Agriculture for Impact launched its latest Montpellier Panel report “Small and Growing: Entrepreneurship in African Agriculture” (PDF) in London in June 2014.

Co-hosted by the All- Party Parliamentary Group on Agriculture and Food for Development (APPG), the event welcomed a panel of experts to discuss how investments in rural and food sector entrepreneurship in Africa can not only deliver food and nutrition security but also kickstart broader economic growth for all.Image

Lord Cameron of Dillington opened the panel session by congratulating the Montpellier Panel on their work and introducing the many opportunities for the sector.  He specifically outlined how smallholder African farmers could be on the cusp of a new era of higher food productivity and resilient livelihoods if supported sufficiently in doing so.

Building on this introduction, Sir Gordon Conway, Director of Agriculture for Impact and Chair of the Montpellier Panel, explained how this report is timely given the current attention being focused on market and value chain development in Africa.  “Many people incorrectly think that African agriculture is outdated, difficult and non lucrative,” Conway said, but instead he pointed to several of the success stories featured in the report.

One such example is Tuna, a young Ethiopian farmer who began working on a farm at age 15.  Eventually, he rented a water pump which allowed him to turn nearby idle plots into productive land.  Over time, he has built the size of land he farms to 25 hectares for fruit and vegetable production, and he employs 50 young people himself.

Jane Karuku, President of the Alliance for a Green Revolution in Africa (AGRA) and Montpellier Panel member, stressed that these opportunities must be supported through facilitating better access to finance and business skills (e.g. arranging credit, drafting contracts). “Someone needs to unlock the sector’s value at the outset,” Karuku urged, noting that AGRA has worked with many entrepreneurs who “came from nothing to become very successful small and medium-sized enterprises.”

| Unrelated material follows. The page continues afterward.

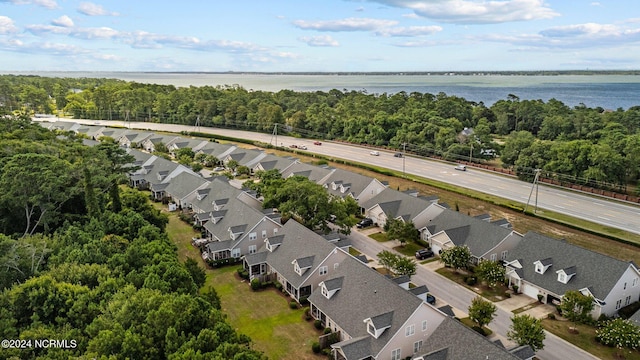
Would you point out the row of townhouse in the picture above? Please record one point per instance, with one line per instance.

Daniel Gad, owner of Omega Farms, travelled to London from his farm in Ethiopia to share his experience first-hand with the audience.  “African agriculture is a $280 billion business,” he said, but also warned that “Africa has almost become its own worst enemy” by not fully modernising how food and rural value chains are managed.  He noted the rapid pace of urbanisation, fuelled in part by young people moving to find city jobs because of insufficient or undesirable employment opportunities in rural areas. However, Gad argued that investing in new training, technologies and institutional innovations – for instance, by organising farmers into rural cooperative models, creating commodity exchanges and collateralising land and harvests to access credit – could encourage young people into work across the agricultural value chain.

This view was further supported by fellow panelist Roy Steiner, Former Deputy Director for Agriculture at the Bill & Melinda Gates Foundation. He noted the huge opportunity of tapping into the talent and energy, especially of young people, to become entrepreneurs.  “The young are incredibly well-suited to entrepreneurship,” he said, yet he noted that the farming sector still uses technologies that are thousands of years old. He said that entrepreneurship requires a sustained effort to provide training in order to cultivate trust and a sense of community amongst actors across the value chain.